We will also use this phase to develop a comprehensive health systems intervention to improve utilisation of user feedback in health service quality assurance and HR management processes at Upazila level. As part of this, we plan to have two workshops with key stakeholders. The first workshop will be used to share and discuss results of our analyses with key stakeholders for comment and correction, to ensure our interpretations and conclusions match participants’ beliefs and experiences of user feedback system. During the second workshop, we will facilitate development of a comprehensive health systems intervention by the key health policy actors in Bangladesh. A project work plan is shown in figure 2.
As shown in figure 2, there are some overlaps among the three project phases. We do not see the progression between the different phases as a linear process: that is, as part of the analysis, we are likely to identify further hypothetical pathways that may require further data collection and analysis. The specific programme theories that emerge will be continuously refined and will provide a framework for the data collection and analysis, in line with the principles of RE. We will work with decision-makers in a research–policy partnership38 to facilitate adoption of results into policy.

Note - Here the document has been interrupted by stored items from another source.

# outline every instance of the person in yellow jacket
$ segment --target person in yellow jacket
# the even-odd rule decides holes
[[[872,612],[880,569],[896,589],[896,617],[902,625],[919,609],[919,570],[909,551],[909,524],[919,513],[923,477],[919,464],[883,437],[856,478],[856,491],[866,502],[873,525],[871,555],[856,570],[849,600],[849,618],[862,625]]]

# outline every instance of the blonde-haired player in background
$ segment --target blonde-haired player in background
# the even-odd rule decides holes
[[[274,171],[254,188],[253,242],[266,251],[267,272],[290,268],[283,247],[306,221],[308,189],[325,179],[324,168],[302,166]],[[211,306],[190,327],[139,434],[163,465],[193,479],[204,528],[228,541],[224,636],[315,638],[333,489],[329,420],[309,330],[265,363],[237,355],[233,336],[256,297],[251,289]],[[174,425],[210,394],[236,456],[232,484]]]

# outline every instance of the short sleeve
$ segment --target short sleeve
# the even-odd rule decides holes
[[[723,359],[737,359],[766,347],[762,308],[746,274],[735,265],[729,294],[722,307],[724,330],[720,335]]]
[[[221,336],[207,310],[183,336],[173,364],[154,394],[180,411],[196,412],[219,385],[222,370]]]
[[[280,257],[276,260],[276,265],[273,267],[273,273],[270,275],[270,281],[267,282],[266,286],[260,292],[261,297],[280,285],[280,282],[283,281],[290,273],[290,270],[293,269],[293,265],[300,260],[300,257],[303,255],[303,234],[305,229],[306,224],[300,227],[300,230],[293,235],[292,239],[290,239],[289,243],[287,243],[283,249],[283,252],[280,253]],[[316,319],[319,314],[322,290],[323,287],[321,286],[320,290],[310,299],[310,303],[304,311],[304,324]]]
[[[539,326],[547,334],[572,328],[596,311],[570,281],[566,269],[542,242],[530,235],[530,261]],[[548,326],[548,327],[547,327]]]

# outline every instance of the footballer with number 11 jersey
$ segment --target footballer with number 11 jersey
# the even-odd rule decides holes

The research team comprises three men (BE, TM, ZA) and three women (HE, RH, SN). BE is a research fellow in HPSR at the University of Leeds, UK, and has expertise in methodology development for mixed-methods evaluation of complex applied healthcare interventions. RH is a professor of health economics at the University of Dhaka, Bangladesh. She has a background in health systems strengthening. TM is an associate professor of HPSR, while HE is associate professor of public health at the University of Leeds, and they are both experienced in applying RE methodologies. ZA and SN both hold Master’s of Public Health and serve as research staff at the ARK Foundation in Dhaka, Bangladesh. They apply qualitative and RE methods to studies of maternal and child health in Bangladesh.
The qualitative interviews will be conducted by ZA and SN, who are trained and experienced in conducting and analysing data from patients, providers and policymakers in the context of healthcare provision in Bangladesh. They have no direct connections to the participants or study sites in Comilla District as their qualitative interview training and experiences (including in RE interviews) were acquired in other districts of Bangladesh, so their distance from participants and studying the sites should constitute a strength. However, as Stanley and Nayar39 recommend a reflexive approach to managing the researcher–participant relationships, ZA and SN will maintain a research journal that captures their experiences of researcher–participant relationship with study respondents, as a way to ensue study rigour. The journal will explain the reasoning behind decisions made during data analysis and include the pros and cons of a distant relationship with research participants on eliciting research data that are a true reflection of participants’ beliefs.
Ethics and research governance
Ethical approvals for this study were obtained from the School of Medicine Research Ethics Committee at the Faculty of Medicine and Health at the University of Leeds (ref: MREC16-110) and the Bangladesh Medical Research Council (ref: BMRC/NREC/2016-2019/164). These are available in online supplementary files.
The project will be carried out with full respect for current relevant legislations (eg, the Charter of Fundamental Rights of the European Union) and international conventions (eg, Helsinki Declaration). The methods development, data collection and analysis will take account of the following issues:
Anonymity of study respondents will be preserved where possible and will be ensured at all times if respondent(s) requests. Unnecessary collection of personal data will be avoided and respondents will have the right to review study outputs and withdraw consent if necessary. Where personal data are collected, it will be coded, removed from the data for analysis and stored separately from transcripts. Only Principal Investigators (PIs) and designated research personnel in each partner institution will have access to the keys linking the data with the personal information.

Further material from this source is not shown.